3 dni. Dokładnie tyle minęło od znalezienia Nicole w tym samochodzie. Siedzę teraz w szpitalu. Nie opuściłem go od tego czasu. Kiedy Harry powiedział mi wtedy, że oddycha, zyskałem nadzieję, pomyślałem, że jeszcze nie wszystko stracone. Wiem, że w życiu robiłem wiele strasznych rzeczy, ale może los da mi ostatnią szansę na poprawienie się. Przysięgam, że skończę z tym. Skończę z tą całą pieprzoną mafią. Ian'a znaleźli wczoraj, jak próbował się włamać do banku i aresztowali go. Idiota, ale to na razie jedyna dobra informacja. Oczywiście nie daruję mu tego, zabiję gnoja, jednak teraz najważniejsza jest moja mała Niki. Piję już chyba drugą kawę tego dnia i czekam na jakiekolwiek wieści od lekarzy. Jest już po operacji. Musieli jej zaszyć rany po cięciu nożem.
- Stary, wróć do domu, odpocznij trochę - pojawił się przy mnie Styles i zajął miejsce obok.
- Nie chcę - warknąłem. Codziennie to samo.
- Siedzisz już tu trzy dni! Tak bardzo podoba ci się mycie w umywalkach, spanie na krzesłach i jedzenie tego szpitalnego żarcia?! - uniósł się Harry. Gwałtownie wstałem, ignorując ból w kręgosłupie.
- Ty się zamknij, bo to wszystko twoja wina! - krzyknąłem wkurwiony i wymierzyłem w niego oskarżycielsko palcem.
- Moja? Czy ty siebie słyszysz?!
- Ty ją zostawiłeś bez opieki! - oddychałem coraz ciężej. Przysięgam, że jak stąd nie odejdzie, to nie ręczę za siebie.
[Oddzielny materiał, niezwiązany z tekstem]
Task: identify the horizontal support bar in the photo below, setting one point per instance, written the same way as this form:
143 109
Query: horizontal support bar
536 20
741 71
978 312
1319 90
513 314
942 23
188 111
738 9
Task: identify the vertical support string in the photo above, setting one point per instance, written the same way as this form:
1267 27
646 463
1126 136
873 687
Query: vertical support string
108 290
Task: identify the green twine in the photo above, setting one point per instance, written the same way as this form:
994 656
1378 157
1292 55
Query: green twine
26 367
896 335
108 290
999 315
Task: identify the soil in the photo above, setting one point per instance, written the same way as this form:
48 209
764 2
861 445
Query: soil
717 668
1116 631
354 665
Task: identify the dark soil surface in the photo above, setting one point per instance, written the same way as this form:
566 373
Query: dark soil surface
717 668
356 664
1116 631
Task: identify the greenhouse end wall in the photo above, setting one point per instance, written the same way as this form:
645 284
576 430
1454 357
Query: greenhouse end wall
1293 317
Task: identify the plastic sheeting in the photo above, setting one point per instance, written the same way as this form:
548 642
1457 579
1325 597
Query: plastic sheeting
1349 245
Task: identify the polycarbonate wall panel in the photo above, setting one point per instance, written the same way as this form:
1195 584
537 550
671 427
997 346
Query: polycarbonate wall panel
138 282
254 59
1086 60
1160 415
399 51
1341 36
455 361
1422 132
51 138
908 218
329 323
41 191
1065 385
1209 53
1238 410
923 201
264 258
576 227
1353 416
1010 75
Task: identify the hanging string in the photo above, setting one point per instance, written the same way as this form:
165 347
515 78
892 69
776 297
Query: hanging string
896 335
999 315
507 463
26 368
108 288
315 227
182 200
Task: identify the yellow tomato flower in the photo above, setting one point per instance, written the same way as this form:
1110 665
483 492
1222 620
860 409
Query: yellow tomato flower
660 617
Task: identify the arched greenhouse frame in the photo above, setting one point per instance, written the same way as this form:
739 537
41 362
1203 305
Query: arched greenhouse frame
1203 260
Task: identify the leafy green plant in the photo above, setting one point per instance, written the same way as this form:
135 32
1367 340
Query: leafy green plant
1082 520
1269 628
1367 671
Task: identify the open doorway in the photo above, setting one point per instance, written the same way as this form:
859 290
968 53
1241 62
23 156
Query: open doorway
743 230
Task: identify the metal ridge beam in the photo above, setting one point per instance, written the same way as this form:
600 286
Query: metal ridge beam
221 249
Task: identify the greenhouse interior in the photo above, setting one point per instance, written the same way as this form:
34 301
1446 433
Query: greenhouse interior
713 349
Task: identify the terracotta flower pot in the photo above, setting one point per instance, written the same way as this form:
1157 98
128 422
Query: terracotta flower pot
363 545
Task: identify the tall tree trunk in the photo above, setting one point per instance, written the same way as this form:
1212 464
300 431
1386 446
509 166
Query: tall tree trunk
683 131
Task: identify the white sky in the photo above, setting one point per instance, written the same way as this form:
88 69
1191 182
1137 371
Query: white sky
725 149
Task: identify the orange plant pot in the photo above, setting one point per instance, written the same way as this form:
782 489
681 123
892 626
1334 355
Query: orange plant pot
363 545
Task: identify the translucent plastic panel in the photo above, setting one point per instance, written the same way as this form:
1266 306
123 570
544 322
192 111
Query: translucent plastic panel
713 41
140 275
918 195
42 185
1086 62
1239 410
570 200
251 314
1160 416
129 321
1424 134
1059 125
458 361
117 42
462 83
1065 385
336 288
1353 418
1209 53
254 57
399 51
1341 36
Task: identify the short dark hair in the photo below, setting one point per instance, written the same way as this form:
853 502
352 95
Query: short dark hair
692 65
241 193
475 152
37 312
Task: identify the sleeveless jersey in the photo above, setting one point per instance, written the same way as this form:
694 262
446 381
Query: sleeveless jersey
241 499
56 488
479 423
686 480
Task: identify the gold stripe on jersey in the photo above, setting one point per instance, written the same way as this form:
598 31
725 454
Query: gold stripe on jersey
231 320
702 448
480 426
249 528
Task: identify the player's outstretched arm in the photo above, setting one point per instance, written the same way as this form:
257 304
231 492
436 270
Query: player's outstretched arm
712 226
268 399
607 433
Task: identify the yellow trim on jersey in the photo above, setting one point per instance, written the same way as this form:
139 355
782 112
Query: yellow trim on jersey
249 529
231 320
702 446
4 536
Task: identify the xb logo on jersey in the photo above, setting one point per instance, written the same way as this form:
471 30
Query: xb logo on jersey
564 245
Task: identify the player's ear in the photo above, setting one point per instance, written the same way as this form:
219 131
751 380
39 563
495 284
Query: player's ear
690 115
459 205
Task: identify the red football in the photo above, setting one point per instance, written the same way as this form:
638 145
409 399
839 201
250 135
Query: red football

- Sam mi kazałeś ją tam zaprowadzić! - odpowiedział także mocno wkurzony.
- Ale nie samą! - już mieliśmy do siebie skoczyć, ale przerwał nam cichy głosik.
- Gdzie Niki?
Puściłem koszulkę Stylesa, a ten teatralnie się otrzepał. Spojrzałem w dół i dostrzegłem brązowe, załzawione oczy. Jamie.
- Przyprowadziłeś go tutaj? - warknąłem.
- Opanuj się Malik, to jego siostra!
Prychnąłem na niego pod nosem i zwróciłem się do małego. Jest strasznie do niej podobny. Westchnąłem i wstałem z miejsca, by ukucnąć i zamknąć Jamiego w uścisku. Od razu wtulił się we mnie, mocząc mi koszulkę.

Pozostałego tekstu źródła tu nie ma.